20. Nor should we project upon the sick
our own feelings as carers, doctors or nurses. Retrospective studies
such as that quoted by Seale and Addington-Hall [6] reflect the
views of relatives and carers not the patients themselves. There
are studies showing that the terminally ill predominantly wish
to live on.
21. There have also been studies showing
that depression may lead to a desire to hasten death, as well
as feeling a burden to others. Where these are absent there is
little likelihood of patients wanting death hastened. There is
no evidence that people with motor neurone disease commit suicide
when they still can.
22. The case of Dianne Pretty which went
to the European Court of Human Rights, demonstrates this, as well
as clarifying the legal position, that there is no such thing
as the so called "right to die", let alone at the hand
of another.
SUMMARY
The interests of the individual cannot
be separated from the interests of society as a whole.
Euthanasia is out of control in Holland
where it was first legalised.
Economic interests of health providers
exert a pressure towards the least costly management of the dying.
Attempts to define "severe suffering"
will soon be extended to more and more categories of the sick
and this is why the disabled fear a change in the law.
There is no logical reason why if
euthanasia is "good" for some, it is not also "good"
for others, thus creating a pressure for voluntary euthanasia
to become non voluntary.
Paradoxically assisted suicide and
euthanasia increases medical paternalism, rather than patient
autonomy.
It will lead to a dangerous change
in the attitude of doctors towards the very sick and dying.
20 July 2004
REFERENCES
1. Committee to investigate Medical Practice
Concerning Euthanasia. Medical Decisions at the End of Life. II
Euthanasia survey report. The Hague: Ministry of Justice and Ministry
of Welfare, Public Health and Culture. 1991.
2. Jochemsen H, Keown J. Voluntary euthanasia
under control? Further empirical evidence from the Netherlands.

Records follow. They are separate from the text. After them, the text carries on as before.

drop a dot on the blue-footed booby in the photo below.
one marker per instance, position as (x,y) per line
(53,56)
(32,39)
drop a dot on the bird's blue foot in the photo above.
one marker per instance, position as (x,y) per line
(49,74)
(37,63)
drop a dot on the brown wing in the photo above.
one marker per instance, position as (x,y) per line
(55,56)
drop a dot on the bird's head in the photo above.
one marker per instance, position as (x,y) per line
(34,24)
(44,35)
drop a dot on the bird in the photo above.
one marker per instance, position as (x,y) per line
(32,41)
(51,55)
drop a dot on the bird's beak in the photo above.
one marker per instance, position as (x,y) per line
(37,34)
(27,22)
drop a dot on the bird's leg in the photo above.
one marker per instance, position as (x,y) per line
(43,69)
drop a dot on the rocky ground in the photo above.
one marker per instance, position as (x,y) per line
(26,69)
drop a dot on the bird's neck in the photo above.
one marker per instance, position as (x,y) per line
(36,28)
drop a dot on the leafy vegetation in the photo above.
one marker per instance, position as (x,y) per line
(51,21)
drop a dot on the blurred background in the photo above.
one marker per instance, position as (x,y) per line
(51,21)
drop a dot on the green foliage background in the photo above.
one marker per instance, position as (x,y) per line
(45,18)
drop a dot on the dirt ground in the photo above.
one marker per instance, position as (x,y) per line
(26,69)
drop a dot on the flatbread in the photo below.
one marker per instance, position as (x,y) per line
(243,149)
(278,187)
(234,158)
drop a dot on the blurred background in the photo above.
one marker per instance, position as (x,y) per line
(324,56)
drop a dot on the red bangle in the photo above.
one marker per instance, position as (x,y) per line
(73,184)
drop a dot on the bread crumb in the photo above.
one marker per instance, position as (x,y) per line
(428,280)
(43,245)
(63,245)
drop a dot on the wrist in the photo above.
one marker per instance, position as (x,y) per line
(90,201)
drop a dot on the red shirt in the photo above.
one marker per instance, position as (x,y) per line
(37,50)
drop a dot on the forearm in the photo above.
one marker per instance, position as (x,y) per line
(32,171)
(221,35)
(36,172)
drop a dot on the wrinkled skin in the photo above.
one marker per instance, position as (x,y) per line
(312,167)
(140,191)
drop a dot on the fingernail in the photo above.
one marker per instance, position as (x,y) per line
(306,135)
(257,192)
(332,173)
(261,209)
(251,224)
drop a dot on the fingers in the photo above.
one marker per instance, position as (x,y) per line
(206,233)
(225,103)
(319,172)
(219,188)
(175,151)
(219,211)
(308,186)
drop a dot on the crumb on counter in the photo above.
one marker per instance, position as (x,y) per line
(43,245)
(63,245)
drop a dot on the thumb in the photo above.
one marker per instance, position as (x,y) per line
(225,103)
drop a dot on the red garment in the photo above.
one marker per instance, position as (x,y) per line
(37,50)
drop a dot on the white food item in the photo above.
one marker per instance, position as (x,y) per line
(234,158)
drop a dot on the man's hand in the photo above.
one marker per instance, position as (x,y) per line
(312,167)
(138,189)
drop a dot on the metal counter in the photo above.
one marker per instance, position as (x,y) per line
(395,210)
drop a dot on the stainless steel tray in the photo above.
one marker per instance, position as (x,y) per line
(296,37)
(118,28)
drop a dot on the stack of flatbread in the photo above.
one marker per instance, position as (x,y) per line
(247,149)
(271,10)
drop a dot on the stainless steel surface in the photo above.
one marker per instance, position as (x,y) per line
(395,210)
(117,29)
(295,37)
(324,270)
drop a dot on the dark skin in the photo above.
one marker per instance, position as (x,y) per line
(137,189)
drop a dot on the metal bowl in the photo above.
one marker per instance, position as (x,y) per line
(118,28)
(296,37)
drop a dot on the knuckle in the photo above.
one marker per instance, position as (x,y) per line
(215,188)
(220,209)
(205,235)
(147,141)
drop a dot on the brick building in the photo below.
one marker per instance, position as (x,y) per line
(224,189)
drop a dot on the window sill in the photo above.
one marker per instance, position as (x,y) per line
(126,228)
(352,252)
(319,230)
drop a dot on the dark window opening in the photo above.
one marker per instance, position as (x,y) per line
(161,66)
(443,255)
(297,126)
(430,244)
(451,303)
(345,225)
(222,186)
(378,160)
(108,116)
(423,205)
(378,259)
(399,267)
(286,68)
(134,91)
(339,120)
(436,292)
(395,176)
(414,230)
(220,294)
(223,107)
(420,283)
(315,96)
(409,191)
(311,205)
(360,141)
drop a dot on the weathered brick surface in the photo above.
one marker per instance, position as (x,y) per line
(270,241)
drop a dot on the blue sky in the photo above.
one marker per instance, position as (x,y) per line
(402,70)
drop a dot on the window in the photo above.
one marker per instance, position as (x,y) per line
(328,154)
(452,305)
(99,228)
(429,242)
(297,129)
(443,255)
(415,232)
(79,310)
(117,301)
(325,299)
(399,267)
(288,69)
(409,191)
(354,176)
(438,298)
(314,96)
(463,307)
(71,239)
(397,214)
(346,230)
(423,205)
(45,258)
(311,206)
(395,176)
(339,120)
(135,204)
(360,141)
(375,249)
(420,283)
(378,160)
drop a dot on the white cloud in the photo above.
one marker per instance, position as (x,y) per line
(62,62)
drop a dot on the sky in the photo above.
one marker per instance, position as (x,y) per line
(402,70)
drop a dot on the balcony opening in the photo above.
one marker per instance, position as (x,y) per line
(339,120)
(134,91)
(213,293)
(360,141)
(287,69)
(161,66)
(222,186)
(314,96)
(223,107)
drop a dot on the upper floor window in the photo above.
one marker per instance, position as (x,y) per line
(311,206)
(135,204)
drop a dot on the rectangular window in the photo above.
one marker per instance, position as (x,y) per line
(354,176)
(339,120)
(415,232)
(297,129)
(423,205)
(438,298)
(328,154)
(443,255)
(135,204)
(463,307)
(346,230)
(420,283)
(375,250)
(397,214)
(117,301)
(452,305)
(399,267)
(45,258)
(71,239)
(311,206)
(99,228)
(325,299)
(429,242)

J Med Ethics 1999;25 16-21.
3. Hendrin H. Physician-assisted suicide
and euthanasia in the Netherlands. JAMA 1997;277:1720-1722.
4. Kuhse H, Singer P, Baum P, Clark M, Rickman
M. End-of-life decisions in Australian Medical Practice. Med J
Aus 1997,166: 191-196.
5. Van der Heide A, Deliens L, Nilstun T,
Norup M, Paci E, Van der Wal G, Van der Maas P, on behalf of the
EURLD consortium. End-of-life decision making in six European
countries: descriptive study. Lancet 2003;361: 345-350.
6. Seale C, Addington-Hall J. Euthanasia:The
role of good care. Soc Sci Med 1995;40: 581-587.